I’ll shift gears away from marriage momentarily (pardon the short attention span) to focus on one that is even more fundamental: the nexus of the Jewish and Christian understandings of death and resurrection.
As noted in the previous post, in the Resurrection and the Restoration of Israel Jon Levenson seeks to show the early Biblical roots of the rabbinical belief in bodily resurrection. A key element of this belief is the conviction that death is deeply problematic, a distortion of God’s creation rather than a natural part of it. Interestingly, I have been having just this conversation with an Orthodox Jewish friend lately – trying to explain the Christian understanding of the resurrection in light of the notion of death as an oppressive force foreign to humanity and to creation and one with which sin is fundamentally allied, while my friend was arguing that Death, like all other forces in the universe, is deployed by God to His purposes and is under His full control.

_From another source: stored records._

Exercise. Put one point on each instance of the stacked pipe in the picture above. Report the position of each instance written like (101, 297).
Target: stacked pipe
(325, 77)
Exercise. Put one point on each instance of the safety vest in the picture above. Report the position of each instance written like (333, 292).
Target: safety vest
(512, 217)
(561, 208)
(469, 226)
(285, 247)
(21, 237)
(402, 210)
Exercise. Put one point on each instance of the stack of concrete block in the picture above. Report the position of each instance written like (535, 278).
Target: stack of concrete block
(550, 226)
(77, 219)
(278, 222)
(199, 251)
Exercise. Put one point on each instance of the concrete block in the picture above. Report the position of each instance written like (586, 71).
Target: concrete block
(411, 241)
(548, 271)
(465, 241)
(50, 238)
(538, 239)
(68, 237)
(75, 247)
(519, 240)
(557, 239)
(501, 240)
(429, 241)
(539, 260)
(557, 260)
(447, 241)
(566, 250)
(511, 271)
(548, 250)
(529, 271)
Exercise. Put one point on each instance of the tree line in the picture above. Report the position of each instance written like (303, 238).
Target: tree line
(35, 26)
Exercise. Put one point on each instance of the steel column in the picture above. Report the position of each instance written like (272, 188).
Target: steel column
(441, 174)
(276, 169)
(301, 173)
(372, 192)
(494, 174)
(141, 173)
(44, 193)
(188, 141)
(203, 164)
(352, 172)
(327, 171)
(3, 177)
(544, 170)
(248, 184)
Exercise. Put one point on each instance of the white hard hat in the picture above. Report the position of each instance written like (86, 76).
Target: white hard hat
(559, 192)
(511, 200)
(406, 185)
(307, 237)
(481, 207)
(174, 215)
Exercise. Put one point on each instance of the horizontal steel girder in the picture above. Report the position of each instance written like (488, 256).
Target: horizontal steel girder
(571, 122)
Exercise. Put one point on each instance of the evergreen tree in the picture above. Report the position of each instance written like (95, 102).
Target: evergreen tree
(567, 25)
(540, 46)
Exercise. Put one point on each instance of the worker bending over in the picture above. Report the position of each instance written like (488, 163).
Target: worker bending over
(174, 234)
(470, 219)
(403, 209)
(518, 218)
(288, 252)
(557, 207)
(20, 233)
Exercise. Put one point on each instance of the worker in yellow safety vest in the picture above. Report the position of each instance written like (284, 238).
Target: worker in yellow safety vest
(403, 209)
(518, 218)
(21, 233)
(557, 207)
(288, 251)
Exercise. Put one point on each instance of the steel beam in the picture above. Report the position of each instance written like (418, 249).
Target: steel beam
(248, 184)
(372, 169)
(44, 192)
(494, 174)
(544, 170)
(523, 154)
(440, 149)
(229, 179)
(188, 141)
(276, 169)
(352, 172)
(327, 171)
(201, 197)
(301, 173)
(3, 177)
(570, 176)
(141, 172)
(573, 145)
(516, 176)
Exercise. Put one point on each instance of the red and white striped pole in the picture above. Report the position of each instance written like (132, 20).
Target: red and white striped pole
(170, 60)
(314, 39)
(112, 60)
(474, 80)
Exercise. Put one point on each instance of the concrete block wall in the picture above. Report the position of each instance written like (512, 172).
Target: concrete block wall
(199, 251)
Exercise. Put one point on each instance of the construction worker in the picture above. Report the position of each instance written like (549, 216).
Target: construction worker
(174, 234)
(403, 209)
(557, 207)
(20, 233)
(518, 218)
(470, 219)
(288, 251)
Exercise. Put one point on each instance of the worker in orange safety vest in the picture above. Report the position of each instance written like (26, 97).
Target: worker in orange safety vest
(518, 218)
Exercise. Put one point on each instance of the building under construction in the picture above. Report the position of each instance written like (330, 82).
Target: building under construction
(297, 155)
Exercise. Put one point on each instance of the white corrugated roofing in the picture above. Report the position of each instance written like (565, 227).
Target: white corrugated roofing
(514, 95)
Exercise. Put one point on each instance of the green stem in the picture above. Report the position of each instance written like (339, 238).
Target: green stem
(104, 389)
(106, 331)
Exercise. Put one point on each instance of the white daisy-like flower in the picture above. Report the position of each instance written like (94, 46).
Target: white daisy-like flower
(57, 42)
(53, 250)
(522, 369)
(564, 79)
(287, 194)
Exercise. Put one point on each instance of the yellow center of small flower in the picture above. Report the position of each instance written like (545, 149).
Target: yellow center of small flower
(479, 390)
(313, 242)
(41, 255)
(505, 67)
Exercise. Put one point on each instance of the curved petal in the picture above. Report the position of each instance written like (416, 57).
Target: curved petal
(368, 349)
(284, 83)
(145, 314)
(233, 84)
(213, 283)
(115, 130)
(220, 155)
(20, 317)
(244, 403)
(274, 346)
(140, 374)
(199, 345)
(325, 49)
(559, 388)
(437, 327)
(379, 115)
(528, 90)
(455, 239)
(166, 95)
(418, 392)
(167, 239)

Whether or not these views can be ultimately squared together, Jon Levenson offers an interesting contribution. He points out a recurring vision in the Psalms and Prophets of the Temple – the House of God – as a place free from plant and animal death, as well as the prohibition on priests and those descended from them to come in contact with dead bodies. What is holy is totally incompatible with what is dead.
As I was reading Leviticus 15 (I hope I’m not the only geek out there who thinks Leviticus is actually interesting), it occurred to me that the strict purity laws that deem unclean a man or a woman who has, respectively, a discharge of semen or blood, may be understood similarly in light of a need to separate the holy from the dead. A menstruating woman is in the process of losing her ability to bear new life for that month; spilling blood and semen are a spilling of life, and therefore not only symbolize but in a limited sense constitute dying. It is because a man or woman in that position has come in contact with, and in fact unwillingly perpetrated, a form of death, that he or she is unclean.
If I may speculate further, then perhaps part of the point of these purity laws – which are handed down directly by God through Moses – is indeed to draw a sharp distinction between life and death, celebrating the one and as much as possible separating the people of Israel from the other. Without this distinction it may have been impossible for the Jews to fully understand what Jesus was saying when He sought to reform their understanding of purity (Matthew 23:25-26 and elsewhere): that physical death will be conquered by Himself and no longer must be warded off through physical cleansing, and that the only way Israel can become contaminated by death in this new world is through sin.
Please note: I haven’t read this interpretation elsewhere, and it may be either completely wrong or self-evident and redundant. If you are aware of authoritative commentary to either effect, please pardon my ignorance and let me know where I can find it.